The Mafteaḥ el Megillat Ester is an introduction to the Book of Esther, and deserves special notice in consideration of its originality. Having concluded that the Persian king in that book was Darius Hystaspes, Reggio shows that the main object of the writer was to prove that Darius was the first to establish the post. Analyzing the text carefully, Reggio maintains that Mordecai was by no means such a great man as the Rabbis declare him to have been, but that, on the contrary, he was an ordinary Jew; for he not only gave no religious education to his adopted daughter Esther, but he even commanded her to deny her race and religion. His refusal to bow before Haman was unnecessary, as such an act would not have violated any Jewish religious law. Even when he was informed of the imminence of the danger to his co-religionists consequent upon his senseless refusal, he did not resort to prayer and fasting; it was Esther who did that. His inhumanity is evidenced by his command to slaughter women and children (Esth. 8:11). Afterward, when Mordecai attained great power, he did nothing to better the lot of his brethren in Jerusalem (compare Neh. 9:36-37). This view of Reggio's provoked a protest from Isaac Baer Levinsohn, and was violently criticized by Mendelson.
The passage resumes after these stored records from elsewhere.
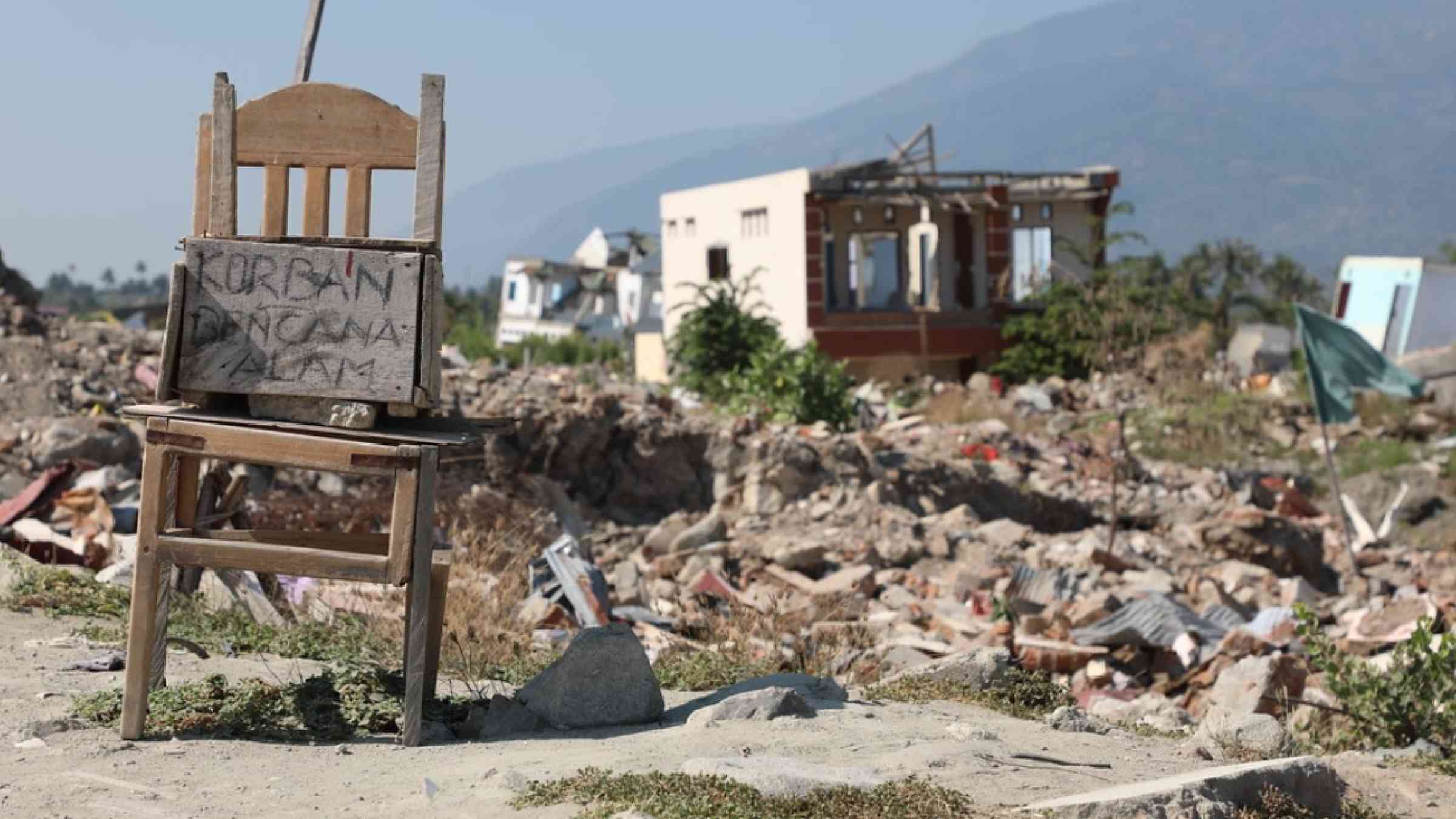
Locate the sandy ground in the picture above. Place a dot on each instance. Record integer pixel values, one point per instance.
(93, 773)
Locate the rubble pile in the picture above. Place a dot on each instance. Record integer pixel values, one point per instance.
(931, 538)
(18, 305)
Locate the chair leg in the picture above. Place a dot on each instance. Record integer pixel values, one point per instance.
(146, 578)
(439, 586)
(181, 510)
(417, 614)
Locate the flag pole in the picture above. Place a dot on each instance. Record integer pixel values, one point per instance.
(1330, 452)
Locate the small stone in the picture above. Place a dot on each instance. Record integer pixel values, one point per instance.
(979, 668)
(763, 704)
(800, 557)
(992, 429)
(784, 776)
(967, 732)
(899, 551)
(501, 718)
(712, 528)
(1075, 720)
(1231, 730)
(1260, 684)
(902, 658)
(1418, 748)
(331, 484)
(1002, 535)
The Beḥinat ha-Ḳabbalah is an edition of Leon of Modena's two pamphlets Ḳol Sakal and Sha'agat Aryeh; these Reggio provided with a preface, and with one hundred critical notes forming the second part of the work. In the preface Reggio outlined Leon of Modena's biography. The notes are independent treatises reviewing Modena's works chapter by chapter, now supplementing, now refuting his views. Reggio's main argument is that most of the Talmudic ordinances were not intended for perpetual observance; they were practiced only by the rigorous Pharisees. It was not until much later, he declares, that the casuists ("poseḳim") established such ordinances as a part of the Law. Consequently, Modena was, in many cases wrong in attacking the Talmudists. Reggio's theory has been refuted by Simon Stern in the preface to his German translation of Modena's works published under the title Der Kampf des Rabbiners Gegen den Talmud im XVII. Jahrhundert.